Last night Chelsea drew 3-3 with Roma and Manchester United won 1-0 away to Benfica. All the English clubs lead thier groups after a combined 15 games, 11 wins, no defeats, 44 goals for, 11 against and 37 points out of a possible 45.

Advantage

English clubs have a statistical advantage through the presence of five clubs in the group stage thanks to both a change in UEFA Champions League access regulations and the ‘free pass’ for last season’s Europa League winners (United).

But there is more to it than mere numbers. For one thing the quality of the English Champions League phalanx is higher than for many years. There is no modest outfit such as Leicester last season for whom reaching the quarter-finals was beyond their wildest dreams. Also, there is no ever-fragile Arsenal with their knockout stage, second round death wish.

All five English clubs have genuine ambitions and, with the possible exception of Tottenham, have spent heavily over the past two years in pursuit of, first, Champions League qualification and, secondly, the hungdr for European success.

This past summer transfer spending in England reached a record £1.4bn. Manchester City led the way with a record outlay of £215m while both Chelsea and Tottenham set club records by splashing £58m on Alvaro Morata and £42m on Davinson Sanchez respectively.

English clubs have the money to buy the best players so it is only logical that their performances and results on the international stage should improve.

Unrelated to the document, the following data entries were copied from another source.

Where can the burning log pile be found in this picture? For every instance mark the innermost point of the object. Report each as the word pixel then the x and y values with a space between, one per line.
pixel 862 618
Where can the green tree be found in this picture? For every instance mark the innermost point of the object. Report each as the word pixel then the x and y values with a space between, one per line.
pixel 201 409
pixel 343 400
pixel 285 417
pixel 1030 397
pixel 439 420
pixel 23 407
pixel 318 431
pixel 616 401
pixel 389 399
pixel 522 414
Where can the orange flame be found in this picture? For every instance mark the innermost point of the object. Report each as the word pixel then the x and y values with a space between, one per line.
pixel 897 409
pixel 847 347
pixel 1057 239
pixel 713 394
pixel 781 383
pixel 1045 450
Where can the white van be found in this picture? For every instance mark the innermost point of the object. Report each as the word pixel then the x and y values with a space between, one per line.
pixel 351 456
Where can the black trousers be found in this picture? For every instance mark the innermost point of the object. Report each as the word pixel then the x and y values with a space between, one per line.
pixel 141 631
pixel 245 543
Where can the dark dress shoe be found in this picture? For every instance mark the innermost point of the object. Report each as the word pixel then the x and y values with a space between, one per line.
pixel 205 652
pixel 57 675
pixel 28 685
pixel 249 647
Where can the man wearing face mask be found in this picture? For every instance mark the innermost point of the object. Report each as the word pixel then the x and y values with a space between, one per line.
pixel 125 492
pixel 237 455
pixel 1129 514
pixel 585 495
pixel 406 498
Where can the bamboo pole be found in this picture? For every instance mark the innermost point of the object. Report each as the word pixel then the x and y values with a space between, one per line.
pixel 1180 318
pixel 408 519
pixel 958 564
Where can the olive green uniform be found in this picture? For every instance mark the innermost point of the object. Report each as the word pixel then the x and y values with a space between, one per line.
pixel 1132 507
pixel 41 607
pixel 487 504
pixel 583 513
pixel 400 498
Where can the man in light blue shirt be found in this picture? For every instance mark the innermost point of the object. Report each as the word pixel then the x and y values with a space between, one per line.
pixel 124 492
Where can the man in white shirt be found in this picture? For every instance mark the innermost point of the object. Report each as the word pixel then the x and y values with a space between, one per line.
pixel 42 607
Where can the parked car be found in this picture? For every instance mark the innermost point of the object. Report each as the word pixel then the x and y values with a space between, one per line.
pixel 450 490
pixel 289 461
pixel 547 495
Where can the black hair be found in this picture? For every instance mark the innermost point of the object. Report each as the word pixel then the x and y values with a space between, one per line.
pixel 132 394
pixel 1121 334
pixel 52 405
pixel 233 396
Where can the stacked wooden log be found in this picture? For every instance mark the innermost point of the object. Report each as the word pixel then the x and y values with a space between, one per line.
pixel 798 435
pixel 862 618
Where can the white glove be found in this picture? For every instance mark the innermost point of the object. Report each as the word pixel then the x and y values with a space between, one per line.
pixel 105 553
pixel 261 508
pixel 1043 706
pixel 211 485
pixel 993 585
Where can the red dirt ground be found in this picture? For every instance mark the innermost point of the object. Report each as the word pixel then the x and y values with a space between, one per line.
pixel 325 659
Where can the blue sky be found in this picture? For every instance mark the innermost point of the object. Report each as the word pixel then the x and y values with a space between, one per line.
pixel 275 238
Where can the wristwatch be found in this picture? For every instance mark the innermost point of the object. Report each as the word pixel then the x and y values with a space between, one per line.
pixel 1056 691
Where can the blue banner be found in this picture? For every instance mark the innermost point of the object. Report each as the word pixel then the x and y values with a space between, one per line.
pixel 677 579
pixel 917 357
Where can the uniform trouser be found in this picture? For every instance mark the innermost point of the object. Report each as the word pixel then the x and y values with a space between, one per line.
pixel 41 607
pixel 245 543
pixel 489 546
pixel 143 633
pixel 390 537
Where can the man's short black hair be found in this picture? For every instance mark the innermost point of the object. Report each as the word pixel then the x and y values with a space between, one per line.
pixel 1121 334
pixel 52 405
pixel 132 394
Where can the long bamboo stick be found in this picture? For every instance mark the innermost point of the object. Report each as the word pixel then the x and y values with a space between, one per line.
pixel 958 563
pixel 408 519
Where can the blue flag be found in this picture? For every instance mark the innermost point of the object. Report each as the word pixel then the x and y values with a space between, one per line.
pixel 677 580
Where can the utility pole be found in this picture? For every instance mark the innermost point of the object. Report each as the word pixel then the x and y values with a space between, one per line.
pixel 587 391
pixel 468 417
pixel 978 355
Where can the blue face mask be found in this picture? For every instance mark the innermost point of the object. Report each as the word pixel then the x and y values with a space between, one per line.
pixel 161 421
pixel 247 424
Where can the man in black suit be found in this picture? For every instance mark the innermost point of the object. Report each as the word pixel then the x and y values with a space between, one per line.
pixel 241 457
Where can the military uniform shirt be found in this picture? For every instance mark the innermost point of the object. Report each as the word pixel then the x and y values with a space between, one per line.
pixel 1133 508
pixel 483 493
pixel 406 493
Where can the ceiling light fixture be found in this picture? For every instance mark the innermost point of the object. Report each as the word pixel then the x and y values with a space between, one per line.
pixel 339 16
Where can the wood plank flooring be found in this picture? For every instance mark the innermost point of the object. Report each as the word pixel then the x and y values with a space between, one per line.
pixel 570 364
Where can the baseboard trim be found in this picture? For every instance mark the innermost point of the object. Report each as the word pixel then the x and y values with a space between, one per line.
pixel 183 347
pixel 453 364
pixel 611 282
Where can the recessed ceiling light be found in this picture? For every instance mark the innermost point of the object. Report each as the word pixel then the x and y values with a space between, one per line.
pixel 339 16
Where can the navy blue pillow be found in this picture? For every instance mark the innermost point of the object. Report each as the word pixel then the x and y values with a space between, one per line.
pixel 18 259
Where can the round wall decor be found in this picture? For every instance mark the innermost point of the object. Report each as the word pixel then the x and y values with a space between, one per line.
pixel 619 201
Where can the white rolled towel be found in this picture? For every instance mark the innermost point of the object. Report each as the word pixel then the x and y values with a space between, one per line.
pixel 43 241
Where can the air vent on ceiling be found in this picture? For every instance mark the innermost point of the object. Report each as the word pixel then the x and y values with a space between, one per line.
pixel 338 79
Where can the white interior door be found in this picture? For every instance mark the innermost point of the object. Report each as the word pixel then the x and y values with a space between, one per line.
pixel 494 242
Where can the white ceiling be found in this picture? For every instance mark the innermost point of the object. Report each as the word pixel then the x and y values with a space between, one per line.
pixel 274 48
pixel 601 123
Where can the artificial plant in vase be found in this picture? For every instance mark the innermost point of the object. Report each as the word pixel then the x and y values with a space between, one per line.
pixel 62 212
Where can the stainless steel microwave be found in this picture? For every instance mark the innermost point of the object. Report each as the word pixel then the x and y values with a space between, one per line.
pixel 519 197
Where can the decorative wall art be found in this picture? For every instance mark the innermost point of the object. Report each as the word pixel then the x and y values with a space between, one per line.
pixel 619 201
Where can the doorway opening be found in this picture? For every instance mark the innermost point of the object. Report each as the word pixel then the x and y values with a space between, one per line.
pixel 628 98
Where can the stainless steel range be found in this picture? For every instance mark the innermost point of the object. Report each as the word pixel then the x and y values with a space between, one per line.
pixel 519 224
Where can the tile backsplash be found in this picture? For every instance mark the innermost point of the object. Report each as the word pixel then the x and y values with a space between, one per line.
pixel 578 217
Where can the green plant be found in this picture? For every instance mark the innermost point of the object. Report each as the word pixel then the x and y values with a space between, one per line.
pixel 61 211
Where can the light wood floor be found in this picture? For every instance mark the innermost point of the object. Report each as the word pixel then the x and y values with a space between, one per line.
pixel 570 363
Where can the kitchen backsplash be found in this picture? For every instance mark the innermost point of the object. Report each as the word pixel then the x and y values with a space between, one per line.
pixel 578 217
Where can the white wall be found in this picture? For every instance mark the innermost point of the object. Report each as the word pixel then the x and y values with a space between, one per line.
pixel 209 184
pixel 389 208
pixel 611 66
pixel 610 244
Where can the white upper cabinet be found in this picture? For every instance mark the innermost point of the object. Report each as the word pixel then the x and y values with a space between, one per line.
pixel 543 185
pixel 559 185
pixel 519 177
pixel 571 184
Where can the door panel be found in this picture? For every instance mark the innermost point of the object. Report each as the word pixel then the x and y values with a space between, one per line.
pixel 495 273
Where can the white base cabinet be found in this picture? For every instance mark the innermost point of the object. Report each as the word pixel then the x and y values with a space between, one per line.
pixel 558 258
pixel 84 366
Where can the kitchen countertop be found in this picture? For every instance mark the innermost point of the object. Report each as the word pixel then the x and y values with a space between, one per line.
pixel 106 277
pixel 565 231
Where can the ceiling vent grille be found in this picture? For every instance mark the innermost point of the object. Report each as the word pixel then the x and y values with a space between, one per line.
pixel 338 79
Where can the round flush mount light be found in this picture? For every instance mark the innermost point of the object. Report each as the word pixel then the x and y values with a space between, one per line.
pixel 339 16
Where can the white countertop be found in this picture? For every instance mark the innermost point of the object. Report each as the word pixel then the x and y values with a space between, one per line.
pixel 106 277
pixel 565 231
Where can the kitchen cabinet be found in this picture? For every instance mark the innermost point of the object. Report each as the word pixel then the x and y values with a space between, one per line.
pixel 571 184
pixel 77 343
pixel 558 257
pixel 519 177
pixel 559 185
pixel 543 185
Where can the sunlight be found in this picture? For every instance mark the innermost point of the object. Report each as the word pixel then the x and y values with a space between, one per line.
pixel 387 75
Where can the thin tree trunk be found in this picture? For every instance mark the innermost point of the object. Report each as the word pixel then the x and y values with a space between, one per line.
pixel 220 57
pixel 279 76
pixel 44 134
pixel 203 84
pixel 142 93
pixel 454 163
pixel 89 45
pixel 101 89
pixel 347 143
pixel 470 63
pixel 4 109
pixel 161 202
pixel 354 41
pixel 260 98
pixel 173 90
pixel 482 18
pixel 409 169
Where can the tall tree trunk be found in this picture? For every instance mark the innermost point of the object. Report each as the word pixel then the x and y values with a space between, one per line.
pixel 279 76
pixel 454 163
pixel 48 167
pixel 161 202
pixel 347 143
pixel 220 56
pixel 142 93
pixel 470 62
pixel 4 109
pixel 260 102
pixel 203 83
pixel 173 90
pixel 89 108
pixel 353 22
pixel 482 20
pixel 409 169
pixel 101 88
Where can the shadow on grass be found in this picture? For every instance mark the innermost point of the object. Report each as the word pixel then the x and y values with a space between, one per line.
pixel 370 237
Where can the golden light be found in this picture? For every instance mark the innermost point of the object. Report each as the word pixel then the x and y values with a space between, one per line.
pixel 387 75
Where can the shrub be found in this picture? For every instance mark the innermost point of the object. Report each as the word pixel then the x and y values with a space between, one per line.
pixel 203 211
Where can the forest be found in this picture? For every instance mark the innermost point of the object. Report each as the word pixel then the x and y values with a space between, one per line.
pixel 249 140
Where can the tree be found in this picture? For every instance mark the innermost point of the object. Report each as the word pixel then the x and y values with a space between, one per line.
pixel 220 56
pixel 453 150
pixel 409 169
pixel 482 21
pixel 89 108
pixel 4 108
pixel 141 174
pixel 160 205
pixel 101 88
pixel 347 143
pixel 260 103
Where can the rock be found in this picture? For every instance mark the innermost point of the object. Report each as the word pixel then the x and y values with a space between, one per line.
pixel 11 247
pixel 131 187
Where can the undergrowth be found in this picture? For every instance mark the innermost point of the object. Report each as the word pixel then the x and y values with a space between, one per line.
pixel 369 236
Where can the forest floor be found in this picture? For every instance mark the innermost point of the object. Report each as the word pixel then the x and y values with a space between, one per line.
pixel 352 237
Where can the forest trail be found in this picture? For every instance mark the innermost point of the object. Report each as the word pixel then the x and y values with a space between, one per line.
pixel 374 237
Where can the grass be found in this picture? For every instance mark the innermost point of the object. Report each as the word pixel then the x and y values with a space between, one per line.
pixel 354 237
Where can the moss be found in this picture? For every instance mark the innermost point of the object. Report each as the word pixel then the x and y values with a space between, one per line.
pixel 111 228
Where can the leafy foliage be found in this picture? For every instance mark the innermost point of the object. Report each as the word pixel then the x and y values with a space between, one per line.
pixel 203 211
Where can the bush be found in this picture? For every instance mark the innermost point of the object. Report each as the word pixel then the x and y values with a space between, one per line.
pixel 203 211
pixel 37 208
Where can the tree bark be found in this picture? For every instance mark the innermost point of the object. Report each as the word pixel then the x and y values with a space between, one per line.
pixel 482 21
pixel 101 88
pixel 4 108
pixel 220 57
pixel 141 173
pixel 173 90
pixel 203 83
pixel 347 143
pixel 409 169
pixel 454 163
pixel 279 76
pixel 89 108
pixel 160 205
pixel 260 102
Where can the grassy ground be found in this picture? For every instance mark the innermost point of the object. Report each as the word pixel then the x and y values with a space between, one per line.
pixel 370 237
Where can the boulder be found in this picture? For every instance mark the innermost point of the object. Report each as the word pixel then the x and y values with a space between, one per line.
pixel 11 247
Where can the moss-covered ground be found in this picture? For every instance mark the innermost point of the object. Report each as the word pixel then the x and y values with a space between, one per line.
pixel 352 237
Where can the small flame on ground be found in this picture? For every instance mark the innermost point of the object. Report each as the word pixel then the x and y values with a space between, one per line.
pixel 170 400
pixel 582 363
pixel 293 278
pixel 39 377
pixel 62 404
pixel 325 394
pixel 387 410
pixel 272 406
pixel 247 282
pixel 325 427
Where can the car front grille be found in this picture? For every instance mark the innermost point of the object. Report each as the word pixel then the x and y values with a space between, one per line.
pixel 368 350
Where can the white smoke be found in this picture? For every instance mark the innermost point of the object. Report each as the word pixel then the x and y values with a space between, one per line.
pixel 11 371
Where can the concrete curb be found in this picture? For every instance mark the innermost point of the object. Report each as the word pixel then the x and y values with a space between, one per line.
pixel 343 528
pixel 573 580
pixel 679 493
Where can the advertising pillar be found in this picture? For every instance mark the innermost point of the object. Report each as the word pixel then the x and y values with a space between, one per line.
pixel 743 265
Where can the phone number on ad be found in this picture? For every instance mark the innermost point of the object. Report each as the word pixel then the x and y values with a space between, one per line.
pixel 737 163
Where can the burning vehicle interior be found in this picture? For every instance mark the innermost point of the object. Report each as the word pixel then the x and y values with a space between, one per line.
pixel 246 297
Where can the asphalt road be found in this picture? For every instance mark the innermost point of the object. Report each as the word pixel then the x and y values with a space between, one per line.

That is not all. The money has also been spend wisely on managerial knowhow in both domestic and European arenas. City’s Pep Guardiola and United’s Jose Mourinho both know all about winning the Champions League and how to achieve it while Jurgen Klopp knows about reaching finals in both the Champions and Europa Leagues with Borussia Dortmund and Liverpool respectively.

Pochettino promise

As for Chelsea’s Antonio Conte, he won Champions League as a player and has managed at the highest level, taking Italy to the quarter-finals of the 2016 European Championship.

Only Tottenham’s Mauricio Pochettino is a comparative novice but he proved, with his daring use of double centre-forwards Fernando Llorente and Harry Kane in the Estadio Bernabeu on Tuesday, that he is a manager with star quality.

Of course the usual devils can bring them all down when the pressure of injuries and fatigue after the Christmas holiday programme is exacerbated by the spring’s heavy fixture demands. But this is the precise reason clubs such as City and United in particular have invested in deep squads.

England’s clubs have the money and the managers and – as this season’s results thus far suggest – they also have the momentum to engineer a Champions League turning-point.